In this environment of plenty of trees of all kinds, the Iroquois lived in longhouses that used a variety of these trees. By creating a double frame of thin, pliable limbs, the Iroquois were able to interweave layers of flattened bark to keep out the rain and cold. These dwellings were placed end to end so that it was possible to have several dozen families living in a longhouse hundreds of feet long.

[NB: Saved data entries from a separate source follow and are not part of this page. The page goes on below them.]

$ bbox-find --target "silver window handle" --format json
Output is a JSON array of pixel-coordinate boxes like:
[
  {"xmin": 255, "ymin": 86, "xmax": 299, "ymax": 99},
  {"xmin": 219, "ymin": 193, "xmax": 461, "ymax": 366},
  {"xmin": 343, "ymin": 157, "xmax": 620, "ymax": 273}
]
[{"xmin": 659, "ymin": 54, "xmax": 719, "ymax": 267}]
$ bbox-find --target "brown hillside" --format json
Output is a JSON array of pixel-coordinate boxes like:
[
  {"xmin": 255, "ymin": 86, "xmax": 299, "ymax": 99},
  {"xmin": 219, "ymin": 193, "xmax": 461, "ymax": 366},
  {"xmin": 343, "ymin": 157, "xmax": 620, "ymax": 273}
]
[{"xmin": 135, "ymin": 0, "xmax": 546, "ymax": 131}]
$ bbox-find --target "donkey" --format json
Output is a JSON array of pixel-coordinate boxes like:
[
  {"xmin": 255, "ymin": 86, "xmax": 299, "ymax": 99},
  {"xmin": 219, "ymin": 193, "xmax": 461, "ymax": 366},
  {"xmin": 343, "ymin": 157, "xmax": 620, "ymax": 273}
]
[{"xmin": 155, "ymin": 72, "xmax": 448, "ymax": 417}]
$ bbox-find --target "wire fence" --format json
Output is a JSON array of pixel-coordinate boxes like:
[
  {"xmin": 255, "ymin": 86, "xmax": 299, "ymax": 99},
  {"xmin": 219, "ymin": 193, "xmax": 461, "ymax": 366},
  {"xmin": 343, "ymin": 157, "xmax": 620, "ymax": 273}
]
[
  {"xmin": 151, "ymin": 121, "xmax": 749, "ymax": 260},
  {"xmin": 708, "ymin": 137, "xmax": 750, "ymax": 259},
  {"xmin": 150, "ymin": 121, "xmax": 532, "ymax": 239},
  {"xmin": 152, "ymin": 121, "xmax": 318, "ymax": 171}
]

One of the artifacts that Iroquois Indians are known for is wampum beads. These were used and interpreted in many ways, depending on which tribe one was dealing with, but as a general rule wampum was always held in high esteem. They could be used as bartering material and thread onto string to signify important events. A belt woven with wampum beads would be offered by the orators to open council meetings between rival groups. If peace had been accomplished then the belt would be used as a record of that peace. A string of wampum beads could be used symbolically in a marriage proposal, as an apology to someone, as payback for a debt, or as a gift.
In the southwestern corner of the United States the landscape takes on an amazing variety of differences. You can experience extremely hot, dry and arid desert conditions with very few trees in either big open expanses of space or tall buttes and mesas (very large, solid, and flat outcroppings of rock on the land that resemble tables with a dinner cloth spread out big enough for a giant). There are also very tall mountain ranges with snow and glaciers on them all year long. It is in this area that we find one of the continent’s oldest settled tribes with some of the most formal and organized year round rituals for crop success, the Hopi.

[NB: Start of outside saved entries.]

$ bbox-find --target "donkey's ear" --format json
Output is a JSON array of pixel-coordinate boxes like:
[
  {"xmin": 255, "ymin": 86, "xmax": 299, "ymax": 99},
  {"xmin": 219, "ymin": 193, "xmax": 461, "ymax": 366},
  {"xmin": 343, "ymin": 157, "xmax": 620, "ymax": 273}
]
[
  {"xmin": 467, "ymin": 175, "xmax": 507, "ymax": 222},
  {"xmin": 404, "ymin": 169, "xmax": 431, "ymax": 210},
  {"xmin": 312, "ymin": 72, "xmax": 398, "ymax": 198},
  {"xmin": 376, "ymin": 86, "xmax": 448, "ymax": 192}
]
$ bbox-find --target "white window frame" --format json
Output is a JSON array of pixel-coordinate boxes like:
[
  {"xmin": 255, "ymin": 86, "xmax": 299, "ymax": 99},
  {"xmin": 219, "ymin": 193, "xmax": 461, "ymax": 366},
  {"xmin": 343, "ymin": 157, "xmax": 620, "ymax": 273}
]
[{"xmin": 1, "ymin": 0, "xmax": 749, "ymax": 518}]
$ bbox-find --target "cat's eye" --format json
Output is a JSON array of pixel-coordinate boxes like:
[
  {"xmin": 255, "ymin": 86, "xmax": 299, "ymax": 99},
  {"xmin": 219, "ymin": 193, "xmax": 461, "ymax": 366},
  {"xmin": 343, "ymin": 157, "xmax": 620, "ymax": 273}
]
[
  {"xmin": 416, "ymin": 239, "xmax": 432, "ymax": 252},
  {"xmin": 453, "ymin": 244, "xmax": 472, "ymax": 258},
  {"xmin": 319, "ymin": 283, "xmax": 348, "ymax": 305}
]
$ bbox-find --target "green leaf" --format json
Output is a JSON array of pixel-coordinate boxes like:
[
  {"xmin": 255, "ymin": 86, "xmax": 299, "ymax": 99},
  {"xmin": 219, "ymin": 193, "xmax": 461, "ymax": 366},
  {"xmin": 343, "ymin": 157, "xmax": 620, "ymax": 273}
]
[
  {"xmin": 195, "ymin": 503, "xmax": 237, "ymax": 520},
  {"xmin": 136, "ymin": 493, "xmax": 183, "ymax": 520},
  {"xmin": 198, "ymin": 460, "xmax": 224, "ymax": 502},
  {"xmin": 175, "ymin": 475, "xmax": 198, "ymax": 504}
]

The Hopi are a Pueblo tribe. Pueblo Indians live in pueblo houses, also called adobe style dwellings. These are permanent structures fabricated from a cement-like material that is a combination of straw, sand, and water. This style of construction made it possible for the Hopi to build levels of living units over each other and along the sides of cliffs in some instances. The oldest continually used communities in North America were created by Pueblo Indians.
The Hopi, like the Inuits, are able to survive in some of the harshest environments on the planet. These environmental factors created a culture of very formal rituals honoring the rain and sun, traditions practiced for thousands of years. The Hopi would tell you that their rituals and customs have contributed to their success, and because of their success with farming corn, beans and squash, they along with other Pueblo tribes from the Southwest, are probably the least nomadic of all Native American tribes. By engineering complex canals and irrigation systems, the Hopi are able to harness water in an area that to the outsider seems totally inhospitable for growing conditions.
One of the major components of the customs and rituals is the use of Kachina personas. These Kachinas are assistants from the underworld (the original Hopi ancestors are said to come from the underworld, an idea that still plays out in much of Hopi life). The Kachinas come in a very wide range of personalities and are re-created in two forms, as dolls and as dancers. Their physical portrayals can come in many different interpretations. The dolls can be made for young people as a rite of passage into puberty and adulthood. The dancers are dressed as Kachinas and then perform through the village in certain ritualized parades displaying particular characteristics of a specific Kachina.